Changes in technology

Changes in technology are contributing to disruption in many industries. Traditional barriers to entry that have provided our business with a competitive advantage – such as investment in research and development, manufacturing scale and capability, distribution networks, marketing capabilities, access to finance and retailer relationships – are still critical to our business but are increasingly less of a barrier to new, smaller entrants and existing competitors.

This reduction in traditional barriers to entry means that more small manufacturers, niche products and private label products continue to appear on retailer shelves or offered over online platforms as they can increasingly compete successfully against large established manufacturers.

Small, niche brands and private label products while still individually small, have collectively captured a significant amount of growth in many food and beverage categories, outstripping the growth of large manufacturers in many areas. Over time if this growth continues in product lines that we choose to offer, it could impact our sales and we may not meet our growth targets.

We mitigate these changes in technology by continually assessing and investing in new technologies to leverage the strength of our portfolio, enhance the capabilities of our people, improve the efficiency of our manufacturing and distribution and innovate in all aspects of our business.

In collaboration with The Coca-Cola Company and other key partners, we are enhancing our ability to understand what consumers want and how and where they wish to consume our products so that we continue to deliver high-quality beverages that consumers love.

Supply chain integrity

Consumers, investors and other stakeholders are increasingly interested in knowing the origin and sustainability of our products and all ingredients used in them. Natural resource management is critical for the environment and the long-term sustainability of our business. The growing expectation of transparency leads to greater scrutiny of the integrity of our entire value chain.

Our Company has a well-established supply chain management system and robust set of Supplier Guiding Principles that all suppliers are expected to comply with to meet our high-quality standards and our expectations for the ways they operate. This includes adherence to stringent human rights and sustainable agricultural practices. As we deepen the assessment of our supply chain practices, we may uncover practices that need to change either gradually or at a faster pace. Such changes may generate costs to our business as well as generate reputation risks.

To assess and monitor changes in transparency expectations, we support and participate in a number of reporting frameworks. We will include additional consideration of this key area in our assessment of strategic risks in the first half of 2021. 

Changes to working arrangements

Like many companies, CCHBC has been exploring options for providing our people with more flexible working arrangements and opportunities for enhancing work-life balance. 

With the onset of the Covid-19 pandemic however, many of our people have been forced to work from home.
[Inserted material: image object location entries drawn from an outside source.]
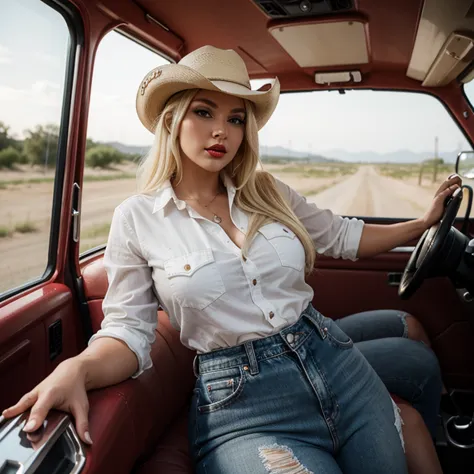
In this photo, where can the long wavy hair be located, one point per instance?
(256, 190)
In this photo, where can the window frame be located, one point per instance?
(135, 39)
(75, 28)
(391, 220)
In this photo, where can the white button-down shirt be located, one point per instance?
(162, 252)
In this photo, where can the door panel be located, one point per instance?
(25, 340)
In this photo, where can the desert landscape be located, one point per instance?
(346, 188)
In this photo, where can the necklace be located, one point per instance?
(217, 219)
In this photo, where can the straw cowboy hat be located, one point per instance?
(207, 68)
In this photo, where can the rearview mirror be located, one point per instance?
(465, 164)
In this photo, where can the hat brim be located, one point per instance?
(165, 81)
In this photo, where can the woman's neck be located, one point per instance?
(200, 186)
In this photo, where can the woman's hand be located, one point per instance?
(435, 212)
(65, 390)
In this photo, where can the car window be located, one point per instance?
(32, 94)
(363, 153)
(116, 138)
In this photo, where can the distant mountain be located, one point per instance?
(336, 154)
(400, 156)
(272, 152)
(128, 149)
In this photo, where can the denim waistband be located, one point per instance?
(250, 352)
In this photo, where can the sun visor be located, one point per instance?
(337, 43)
(438, 21)
(454, 57)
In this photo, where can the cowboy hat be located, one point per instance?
(207, 68)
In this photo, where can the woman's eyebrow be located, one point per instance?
(212, 104)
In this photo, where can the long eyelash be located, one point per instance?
(200, 111)
(241, 121)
This has led to many of our people having to make significant adjustments to their work and family lives in a very short time.

As we emerge from Covid related restrictions, some of these changes are likely to remain in place with many of our people reporting positive experiences and wanting to continue to work from home, at least in part.

We are also aware of some of the negative aspects of working from home such as feelings of isolation and difficulties with appropriate working conditions. This raises mental health issues for our people as well as potential productivity issues.

The company has and will continue to provide additional support to our staff on mental health through our Employee Assistance Program (EAP).

The company is working on plans for gradual introduction of longer-term changes to working arrangements post-pandemic that will include support for safe, productive working arrangements.